Here's a pure POSIX awk
solution (with sort
invoked from inside the awk
program):
awk -F. -v OFS='\t' '
# Build an associative array that maps each unique top-level domain
# (taken from the last `.`-separated field, `$NF`) to how often it
# occurs in the input.
{ a[$NF]++ }
END {
# Print the header.
print "Domain Name", "No of Email"
print "----------------------------"
# Output the associative array and sort it (by top-level domain).
for (k in a) print k, a[k] | "sort"
}
' file
If you have GNU awk 4.0
or higher, you can make do without the external sort
and even easily control the sort field from inside the gawk
program:
gawk -F. -v OFS='\t' '
# Build an associative array that maps each unique top-level domain
# (taken from the last `.`-separated field, `$NF`) to how often it
# occurs in the input.
{ a[$NF]++ }
END {
# Print the header.
print "Domain Name", "No of Email"
print "----------------------------"
# Output the associative array and sort it (by top-level domain).

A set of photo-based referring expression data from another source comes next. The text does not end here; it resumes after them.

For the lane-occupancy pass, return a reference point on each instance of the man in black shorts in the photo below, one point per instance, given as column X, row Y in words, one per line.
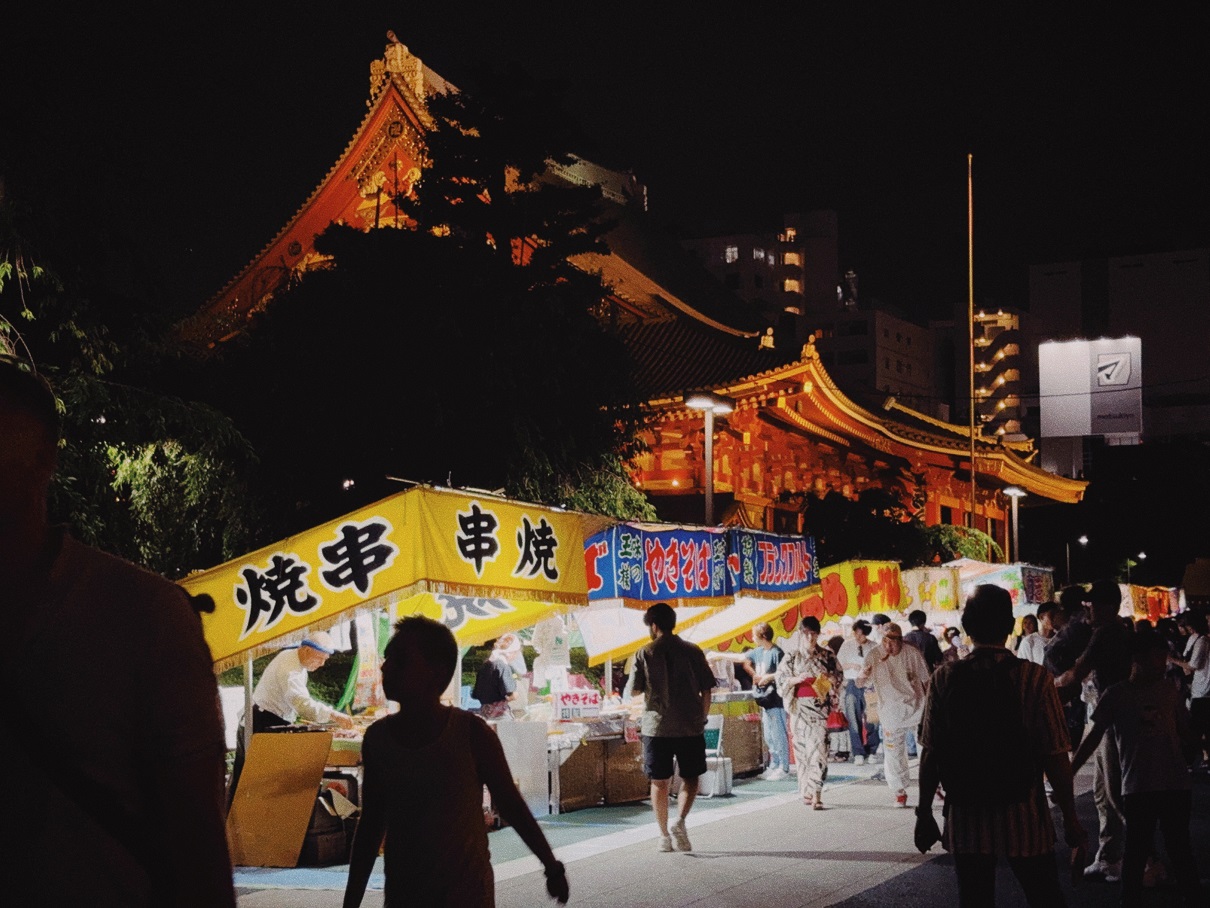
column 676, row 680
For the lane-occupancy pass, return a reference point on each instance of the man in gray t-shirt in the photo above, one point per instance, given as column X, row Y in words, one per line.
column 676, row 682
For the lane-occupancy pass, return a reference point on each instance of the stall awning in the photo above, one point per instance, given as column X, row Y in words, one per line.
column 640, row 564
column 612, row 631
column 848, row 588
column 1027, row 584
column 480, row 564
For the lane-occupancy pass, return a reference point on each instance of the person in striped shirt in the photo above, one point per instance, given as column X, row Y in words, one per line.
column 978, row 828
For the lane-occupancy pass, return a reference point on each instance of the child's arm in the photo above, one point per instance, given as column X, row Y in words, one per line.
column 489, row 757
column 370, row 829
column 1087, row 746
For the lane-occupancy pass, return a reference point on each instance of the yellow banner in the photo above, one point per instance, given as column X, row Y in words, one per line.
column 467, row 549
column 932, row 588
column 847, row 588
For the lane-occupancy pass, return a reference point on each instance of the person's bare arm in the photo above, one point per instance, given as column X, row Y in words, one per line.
column 368, row 838
column 927, row 832
column 194, row 833
column 507, row 799
column 1087, row 747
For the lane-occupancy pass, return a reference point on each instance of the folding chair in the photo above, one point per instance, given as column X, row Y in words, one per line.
column 713, row 756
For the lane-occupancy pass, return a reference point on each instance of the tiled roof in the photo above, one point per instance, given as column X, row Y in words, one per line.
column 683, row 355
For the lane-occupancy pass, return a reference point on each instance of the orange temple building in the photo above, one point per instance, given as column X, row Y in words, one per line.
column 791, row 431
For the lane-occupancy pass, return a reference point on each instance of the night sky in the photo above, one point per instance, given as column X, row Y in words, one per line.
column 189, row 138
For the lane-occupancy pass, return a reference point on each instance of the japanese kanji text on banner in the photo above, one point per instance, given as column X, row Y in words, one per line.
column 461, row 550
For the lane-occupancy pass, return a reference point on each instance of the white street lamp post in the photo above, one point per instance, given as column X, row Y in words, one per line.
column 1083, row 541
column 1014, row 493
column 709, row 403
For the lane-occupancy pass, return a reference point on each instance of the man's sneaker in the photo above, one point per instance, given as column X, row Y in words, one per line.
column 1112, row 872
column 678, row 831
column 1153, row 874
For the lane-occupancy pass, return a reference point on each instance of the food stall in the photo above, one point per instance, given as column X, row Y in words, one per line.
column 480, row 564
column 720, row 581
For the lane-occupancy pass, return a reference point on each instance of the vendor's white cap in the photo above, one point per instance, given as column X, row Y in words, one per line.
column 321, row 641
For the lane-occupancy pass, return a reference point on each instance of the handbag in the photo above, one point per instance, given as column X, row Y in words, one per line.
column 836, row 720
column 767, row 696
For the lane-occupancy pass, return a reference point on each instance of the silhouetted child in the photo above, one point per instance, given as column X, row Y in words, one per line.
column 1151, row 727
column 425, row 768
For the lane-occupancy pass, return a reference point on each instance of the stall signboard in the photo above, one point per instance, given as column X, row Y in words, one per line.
column 476, row 562
column 1151, row 603
column 771, row 565
column 931, row 588
column 848, row 588
column 572, row 705
column 644, row 564
column 1029, row 585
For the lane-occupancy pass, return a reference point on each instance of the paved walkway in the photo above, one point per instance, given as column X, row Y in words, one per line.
column 758, row 848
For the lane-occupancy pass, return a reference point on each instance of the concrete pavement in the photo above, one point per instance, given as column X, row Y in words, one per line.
column 758, row 848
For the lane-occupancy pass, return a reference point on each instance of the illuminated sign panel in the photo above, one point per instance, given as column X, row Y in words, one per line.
column 1090, row 388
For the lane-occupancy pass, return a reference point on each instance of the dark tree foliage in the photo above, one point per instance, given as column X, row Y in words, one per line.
column 877, row 526
column 462, row 351
column 142, row 472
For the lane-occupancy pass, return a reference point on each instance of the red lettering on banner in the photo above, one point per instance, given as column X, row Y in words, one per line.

# First, control output sorting by setting the order in which
# the associative array will be looped over by, via the special
# PROCINFO["sorted_in"] variable; e.g.:
# - Sort by top-level domain, ascending: "@ind_str_asc"
# - Sort by occurrence count, descending: "@val_num_desc"
PROCINFO["sorted_in"]="@ind_str_asc"
for (k in a) print k, a[k]
}
' file